Question

I'm pretty new to load testing with VS, but I think I've set everything up normally, and I'm having a problem where execution of my Load Test quickly spikes to 100% CPU utilization. It seems likely that this will affect my test results and I assume it's not the anticipated behavior.

My hardware platform is a beefy developer machine: a few months old with a quad-core, 12GB RAM, 2 IDE drives and a fast NIC. I can elaborate if necessary, but usually I'd say it screams.

I'm testing an MVC2/3 application that runs locally on Win7 x64, against MSSQL 2008, using VS2010 SP1, C#/.NET 4.

The underlying test is a Unit Test that exercises a single MVC controller method, which uses Unity and other Ent-Lib libraries to pull a collection of clients back from the database, according to the user's rights. Typical execution time for the Unit Test is 0.4 to 0.6 seconds.

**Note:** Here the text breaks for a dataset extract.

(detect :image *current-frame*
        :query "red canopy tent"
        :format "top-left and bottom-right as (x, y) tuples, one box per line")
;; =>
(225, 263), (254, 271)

The Load Test is set to expose the performance problem and runs for 10 minutes:

  • Initial User Count: 1
  • Step Duration: 30
  • Step User Count: 1

Observations:

  1. For the first 30 seconds as a single user, execution is a bit erratic. The first test takes 3 sec, which is normal warm-up. The next 15 or so take about .4 sec, which is perfect. Just after 10 seconds, though, tests start running for 5 sec. This is before the 2nd virtual user comes on. As additional virtual users come on, test times increase gradually, which is to be expected, though the runtimes still seem long.

  2. More concerning is that CPU utilization spikes around user 6 (it was averaging around 20% prior across all 8 cores). At user 6 and 7, CPU goes to 70% and is pegged at 100% on 8 cores by user 8, and it stays there until the test ends after 10 minutes. Needless to say, for a normal stepped test, I'd like to start with 10 concurrent users and go up to 100 or more, but my CPU starts at 100%, and the results are surely inaccurate.

The cuprit is clearly QTAGENT.EXE, as I can see from the executing tasks. It uses every spare CPU cycle from what I can see. I've run this Load Test in 32-bit mode as well, and QTAGENT32.EXE runs similarly.

I'm at a loss for why I'm experiencing this problem, let alone what to do about it. Any proposals or solutions are appreciated. TIA!

EDIT

I found that a workaround to my problem is to start the load test by clicking "Debug Test" instead of "Run Test." This doesn't really make any sense to me, in fact it's like the exact opposite of what I'd expect; however, I can't deny it's consistently running my tests with 100s of users and only semi-thrashing my CPU (~50% average with spikes).

Was it helpful?

Solution 2

So it came down to user error. Turns out the controller I was testing was ultra-resource-intensive. I read about this as the likeliest cause of high CPU usage elsewhere, but I assumed (oops) that 8 concurrent users hitting this particular controller couldn't possibly peg my CPU. No, in fact, our code is extremely expensive to run, and 8 users requesting the page at the same time will max it out. Thanks for all the suggestions.

OTHER TIPS

QTAgent is the code that does all the load test work. It loops through each virtual user executing the tests.

One reason the test agent CPU gets pegged is that your website is firing back results really fast. A good way to simulate this is to load test a static html page, or requesting a page that is well cached by IIS.

Check the requests per second value for the test. That value is a reasonable measure of how much work the QTAgent is required to do.

For each test, your QTAgent has to process and send an html request, record the received test and store the results, along with all the performance monitoring stats.

I would recommend as a next step to add a 1 second delay between each unit test, that will hopefully let you load on a few more virtual users.

That said, running load tests on a web app hosted on the same machine cannot handle very many virtual users before the CPU pegs out.

Can you post the requests per second stats?

Maybe something here might help: https://serverfault.com/questions/16005/what-affects-sql-connection-speed

Other ideas:

  • Is SQL Server on the local box? Running the test on the same box might cause problems since SQL Server and QTAgent will be competing for processing time. Each test thread will be matched by one database thread, and unless your unit tests are calling the database asynchronously, they will be busy-waiting while the database responds. At 8 users, that's 8 unit test threads and 8 database threads... maybe 16 threads going full speed is enough to slam the CPU.

  • Does your test close the connection after each iteration, or are you possibly leaving connections open? You could check the SQL Server connection count in Perfmon to determine that.

  • Is it SQL Server Express? Maybe it's not as robust as the other versions.